Application of Halogen Bonding in Drug Discovery

Drug Discovery Halogen

Frank M Boeckler

Eberhard Karls University Tuebingen, Germany

Particularly in life sciences and drug discovery, halogen bonding has gained a lot of attention in recent years [1]. Thus, there is an increasing demand for computational tools recognizing and evaluating this interaction. Creation of a scoring function will enable the rapid assessment of halogen bond geometries and can help to derive their interaction qualities. We extensively used QM model calculations on the MP2/TZVPP-level of theory to systematically map the relationship between strength and geometry of halogen bonds to different interaction partners (carbonyl backbone, sulfur contacts, nitrogen contacts, carboxylates, π-systems, …) [2-4]. We evaluated the potential for molecular design of additional halogen bonds in existing protein-ligand complexes of the PDB by applying XBScore, our first QM-derived scoring function for the recognition of contacts to the carbonyl backbone [5]. In addition, we used support vector regression to develop a QM-based scoring function for the recognition of halogen bonds targeting methionine.

We implemented both scoring functions in ChemPLP and investigated their potential to improve pose retrieval for a test set of crystal structures featuring halogen bonds. However, application in molecular design can be limited by the high molecular precision needed for an appropriate prediction. We have recently demonstrated this, by studying the halogen bonding to the gatekeeper methionine in c-Jun N-terminal kinase 3 [6]. Surprisingly, exchange of a chlorine into bromine or iodine yielded a plateau of affinity, but showed effects on selectivity. The reason for this unexpected behavior was elucidated by solving the crystal structure of the iodinated ligand in complex with JNK3. Formation of a bivalent halogen/chalcogen bond toward the sulfur of the gatekeeper methionine rationalizes the observed behavior and may have an interesting impact on inducing kinase selectivity in the future.

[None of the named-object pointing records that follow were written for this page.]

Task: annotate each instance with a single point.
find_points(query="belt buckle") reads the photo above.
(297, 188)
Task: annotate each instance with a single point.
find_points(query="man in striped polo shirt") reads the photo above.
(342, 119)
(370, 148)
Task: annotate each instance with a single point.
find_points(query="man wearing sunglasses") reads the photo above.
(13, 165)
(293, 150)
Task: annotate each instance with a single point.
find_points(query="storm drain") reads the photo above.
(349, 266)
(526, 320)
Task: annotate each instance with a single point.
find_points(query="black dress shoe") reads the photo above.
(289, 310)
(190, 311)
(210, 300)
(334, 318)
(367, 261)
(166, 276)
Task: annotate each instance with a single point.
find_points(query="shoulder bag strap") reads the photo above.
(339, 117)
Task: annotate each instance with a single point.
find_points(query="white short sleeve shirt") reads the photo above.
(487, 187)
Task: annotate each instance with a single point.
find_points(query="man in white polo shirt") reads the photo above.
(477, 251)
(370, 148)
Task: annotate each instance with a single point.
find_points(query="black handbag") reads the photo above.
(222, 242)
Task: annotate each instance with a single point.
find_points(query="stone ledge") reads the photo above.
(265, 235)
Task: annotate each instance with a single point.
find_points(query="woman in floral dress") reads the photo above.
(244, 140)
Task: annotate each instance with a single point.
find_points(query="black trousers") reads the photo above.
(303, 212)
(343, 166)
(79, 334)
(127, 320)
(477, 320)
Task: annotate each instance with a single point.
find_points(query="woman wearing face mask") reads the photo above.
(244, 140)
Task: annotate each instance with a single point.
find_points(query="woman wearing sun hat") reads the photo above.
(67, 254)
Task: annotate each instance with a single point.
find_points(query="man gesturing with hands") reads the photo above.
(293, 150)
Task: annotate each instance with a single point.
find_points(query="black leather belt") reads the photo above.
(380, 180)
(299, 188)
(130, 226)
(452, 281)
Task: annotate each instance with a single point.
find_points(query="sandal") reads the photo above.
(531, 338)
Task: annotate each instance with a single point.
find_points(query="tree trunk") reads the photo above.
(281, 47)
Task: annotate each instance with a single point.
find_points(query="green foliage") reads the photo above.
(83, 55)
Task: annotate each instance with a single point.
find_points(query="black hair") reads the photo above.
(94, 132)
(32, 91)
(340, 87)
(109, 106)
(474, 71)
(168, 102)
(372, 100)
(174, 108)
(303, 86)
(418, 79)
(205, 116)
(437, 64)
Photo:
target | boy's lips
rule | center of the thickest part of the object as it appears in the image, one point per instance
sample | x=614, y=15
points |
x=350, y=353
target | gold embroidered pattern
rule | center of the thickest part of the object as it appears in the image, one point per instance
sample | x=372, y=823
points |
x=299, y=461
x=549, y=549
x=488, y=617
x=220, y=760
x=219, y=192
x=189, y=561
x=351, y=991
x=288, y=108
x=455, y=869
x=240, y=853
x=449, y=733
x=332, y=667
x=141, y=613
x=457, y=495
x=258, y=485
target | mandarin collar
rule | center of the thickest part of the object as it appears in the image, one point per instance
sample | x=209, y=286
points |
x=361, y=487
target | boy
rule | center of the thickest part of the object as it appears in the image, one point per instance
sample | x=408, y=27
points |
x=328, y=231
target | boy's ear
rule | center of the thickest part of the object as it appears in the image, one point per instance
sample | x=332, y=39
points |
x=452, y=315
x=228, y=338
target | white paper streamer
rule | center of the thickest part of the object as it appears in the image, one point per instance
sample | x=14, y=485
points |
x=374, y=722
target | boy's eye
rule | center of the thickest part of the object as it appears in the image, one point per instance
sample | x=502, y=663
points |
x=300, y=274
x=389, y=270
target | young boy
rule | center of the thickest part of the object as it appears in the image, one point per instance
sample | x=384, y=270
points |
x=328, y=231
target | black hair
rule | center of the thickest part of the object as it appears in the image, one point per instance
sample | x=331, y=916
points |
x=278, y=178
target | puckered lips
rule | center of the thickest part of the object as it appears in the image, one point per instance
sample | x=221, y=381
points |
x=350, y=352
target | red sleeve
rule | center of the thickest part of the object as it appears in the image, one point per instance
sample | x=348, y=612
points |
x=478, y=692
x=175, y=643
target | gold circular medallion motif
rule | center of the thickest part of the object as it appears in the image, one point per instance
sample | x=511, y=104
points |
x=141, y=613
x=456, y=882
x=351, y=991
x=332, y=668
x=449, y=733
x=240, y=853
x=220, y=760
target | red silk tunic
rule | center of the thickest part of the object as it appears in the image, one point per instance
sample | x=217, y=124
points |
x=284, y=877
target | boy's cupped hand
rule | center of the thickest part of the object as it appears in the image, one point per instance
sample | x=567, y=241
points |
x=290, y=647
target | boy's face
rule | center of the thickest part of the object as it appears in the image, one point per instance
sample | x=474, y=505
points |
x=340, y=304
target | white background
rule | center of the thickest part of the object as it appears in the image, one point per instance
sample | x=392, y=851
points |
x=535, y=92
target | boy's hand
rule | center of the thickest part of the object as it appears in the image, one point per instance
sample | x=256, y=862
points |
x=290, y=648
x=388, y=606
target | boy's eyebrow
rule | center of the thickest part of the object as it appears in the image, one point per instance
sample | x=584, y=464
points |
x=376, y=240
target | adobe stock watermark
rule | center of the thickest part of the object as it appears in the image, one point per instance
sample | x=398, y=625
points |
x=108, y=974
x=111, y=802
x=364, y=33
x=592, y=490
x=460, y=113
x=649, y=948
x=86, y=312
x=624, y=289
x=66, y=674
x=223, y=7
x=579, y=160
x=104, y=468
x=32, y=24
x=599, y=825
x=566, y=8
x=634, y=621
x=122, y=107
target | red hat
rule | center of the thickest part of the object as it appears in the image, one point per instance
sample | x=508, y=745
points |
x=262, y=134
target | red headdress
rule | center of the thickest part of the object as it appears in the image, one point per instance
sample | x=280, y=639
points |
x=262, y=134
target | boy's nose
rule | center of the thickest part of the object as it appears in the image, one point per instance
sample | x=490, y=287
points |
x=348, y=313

[1] Wilcken R, Zimmermann MO, Lange A, Joerger AC, Boeckler FM: Principles and Applications of Halogen Bonding in Medicinal Chemistry and Chemical Biology. J Med Chem 2013, 56:1363-1388.

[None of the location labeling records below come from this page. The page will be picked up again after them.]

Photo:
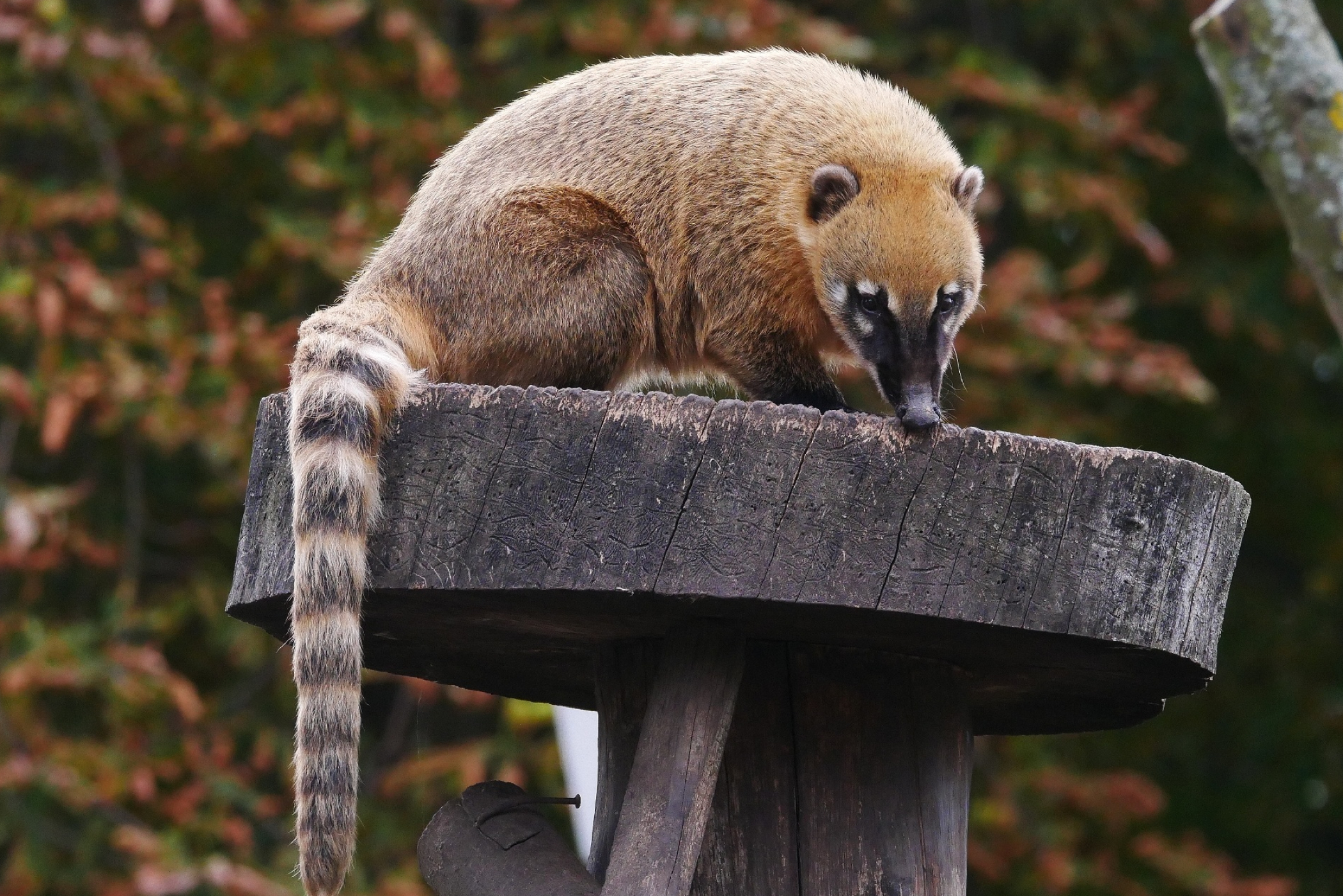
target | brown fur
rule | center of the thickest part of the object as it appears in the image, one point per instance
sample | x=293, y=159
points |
x=638, y=219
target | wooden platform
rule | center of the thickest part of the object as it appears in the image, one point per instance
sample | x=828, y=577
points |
x=1075, y=587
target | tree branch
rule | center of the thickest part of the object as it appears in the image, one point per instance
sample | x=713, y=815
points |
x=1282, y=84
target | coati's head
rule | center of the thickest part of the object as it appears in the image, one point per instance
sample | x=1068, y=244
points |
x=897, y=269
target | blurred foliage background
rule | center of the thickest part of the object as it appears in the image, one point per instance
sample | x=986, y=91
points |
x=183, y=180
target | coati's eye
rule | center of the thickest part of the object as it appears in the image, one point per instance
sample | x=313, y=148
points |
x=869, y=301
x=947, y=299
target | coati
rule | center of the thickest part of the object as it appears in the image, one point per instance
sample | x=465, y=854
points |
x=754, y=216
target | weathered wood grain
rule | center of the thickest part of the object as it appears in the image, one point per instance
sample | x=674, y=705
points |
x=625, y=673
x=751, y=841
x=1076, y=586
x=672, y=780
x=845, y=771
x=884, y=754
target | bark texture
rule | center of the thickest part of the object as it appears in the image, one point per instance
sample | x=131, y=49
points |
x=1282, y=84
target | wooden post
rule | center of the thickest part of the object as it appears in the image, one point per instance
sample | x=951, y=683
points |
x=660, y=824
x=845, y=771
x=879, y=597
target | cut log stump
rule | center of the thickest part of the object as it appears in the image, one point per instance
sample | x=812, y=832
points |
x=880, y=598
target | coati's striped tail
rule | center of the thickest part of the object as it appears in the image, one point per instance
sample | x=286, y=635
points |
x=347, y=381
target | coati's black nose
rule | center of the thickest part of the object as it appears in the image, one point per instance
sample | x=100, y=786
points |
x=919, y=417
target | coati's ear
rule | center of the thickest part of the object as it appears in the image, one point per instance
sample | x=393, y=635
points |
x=968, y=185
x=833, y=187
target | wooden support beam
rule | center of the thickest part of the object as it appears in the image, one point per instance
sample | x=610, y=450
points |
x=625, y=673
x=670, y=787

[2] Wilcken R, Zimmermann MO, Lange A, Zahn S, Kirchner B, Boeckler FM: Addressing Methionine in Molecular Design through Directed Sulfur-Halogen Bonds. J. Chem. Theory Comput. 2011, 7:2307-2315.

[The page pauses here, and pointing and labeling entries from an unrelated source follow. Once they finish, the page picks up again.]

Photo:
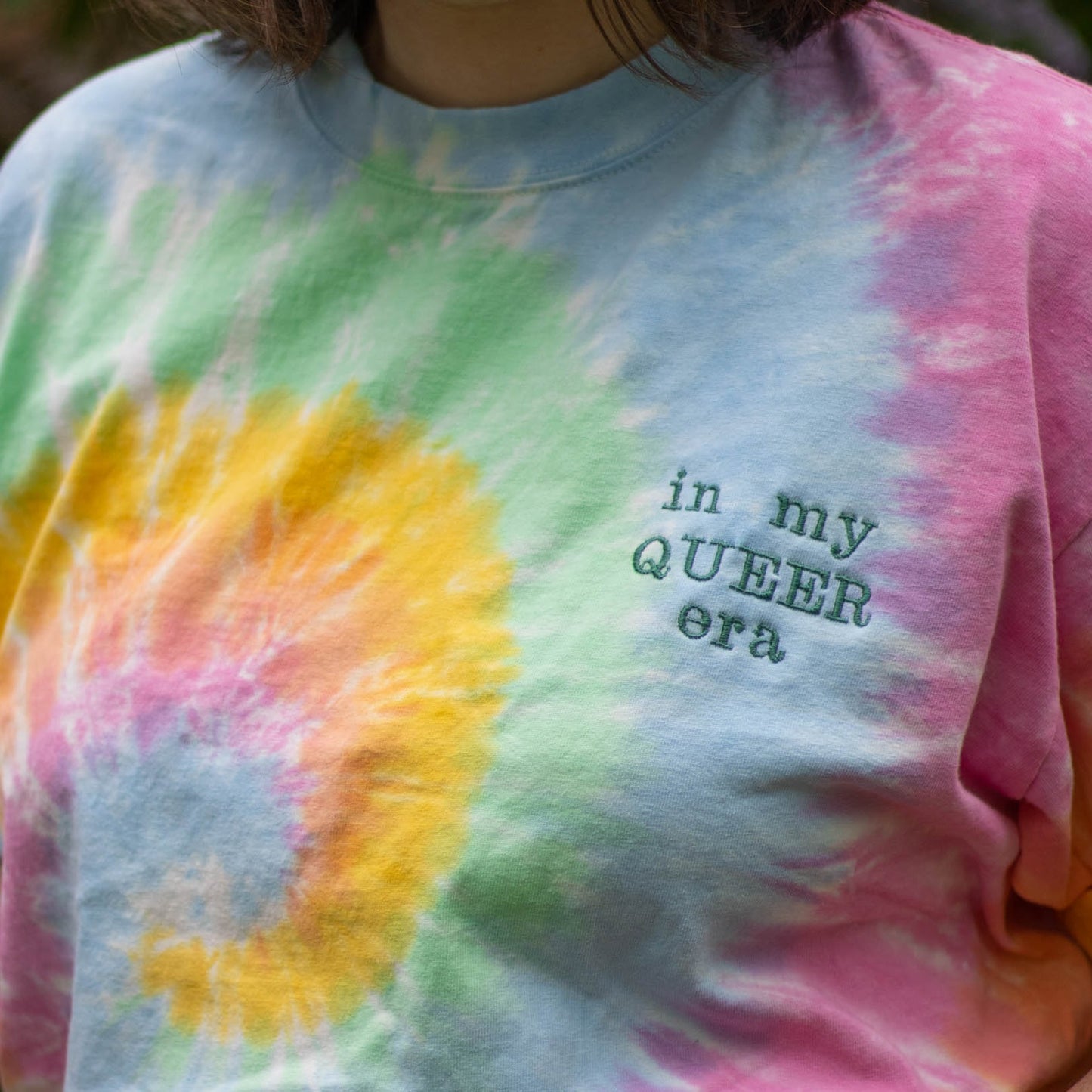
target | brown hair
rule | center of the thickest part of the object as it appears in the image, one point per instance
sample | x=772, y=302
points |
x=294, y=33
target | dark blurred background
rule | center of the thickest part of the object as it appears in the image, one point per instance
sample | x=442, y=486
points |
x=48, y=46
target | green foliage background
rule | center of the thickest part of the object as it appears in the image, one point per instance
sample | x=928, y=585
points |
x=48, y=46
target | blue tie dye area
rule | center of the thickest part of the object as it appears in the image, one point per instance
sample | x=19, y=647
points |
x=584, y=595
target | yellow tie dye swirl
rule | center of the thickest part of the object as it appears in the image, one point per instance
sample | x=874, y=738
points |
x=342, y=571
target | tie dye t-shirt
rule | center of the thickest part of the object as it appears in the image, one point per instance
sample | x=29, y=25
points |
x=586, y=595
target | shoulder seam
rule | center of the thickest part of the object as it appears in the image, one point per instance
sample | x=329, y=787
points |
x=945, y=35
x=1074, y=539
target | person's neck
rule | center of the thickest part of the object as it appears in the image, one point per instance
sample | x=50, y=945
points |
x=491, y=53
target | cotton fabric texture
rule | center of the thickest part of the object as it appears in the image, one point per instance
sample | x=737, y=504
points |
x=586, y=595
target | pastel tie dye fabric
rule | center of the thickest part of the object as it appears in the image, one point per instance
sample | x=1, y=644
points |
x=586, y=596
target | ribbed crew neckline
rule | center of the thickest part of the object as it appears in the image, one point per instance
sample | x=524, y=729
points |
x=547, y=142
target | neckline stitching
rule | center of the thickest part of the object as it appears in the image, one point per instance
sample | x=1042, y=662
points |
x=679, y=122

[3] Wilcken R, Zimmermann MO, Lange A, Zahn S, Boeckler FM: Using halogen bonds to address the protein backbone: a systematic evaluation. J Comput Aided Mol Des 2012, 26:935-945.

[4] Lange A, Zimmermann MO, Wilcken R, Zahn S, Boeckler FM: Targeting Histidine Side Chains in Molecular Design through Nitrogen-Halogen Bonds. J Chem Inf Model 2013, 53:3178-3189.

[5] Zimmermann MO, Lange A, Boeckler FM: Evaluating the potential of halogen bonding in molecular design: automated scaffold decoration using the new scoring function XBScore. J Chem Inf Model 2015, 55:687-699.

[6] Lange A, Gunther M, Buttner FM, Zimmermann MO, Heidrich J, Hennig S, Zahn S, Schall C, Sievers-Engler A, Ansideri F, Koch P, Laemmerhofer M, Stehle T, Laufer SA, Boeckler FM: Targeting the Gatekeeper MET146 of C-Jun N-Terminal Kinase 3 Induces a Bivalent Halogen/Chalcogen Bond. J Am Chem Soc 2015, 137:14640–14652.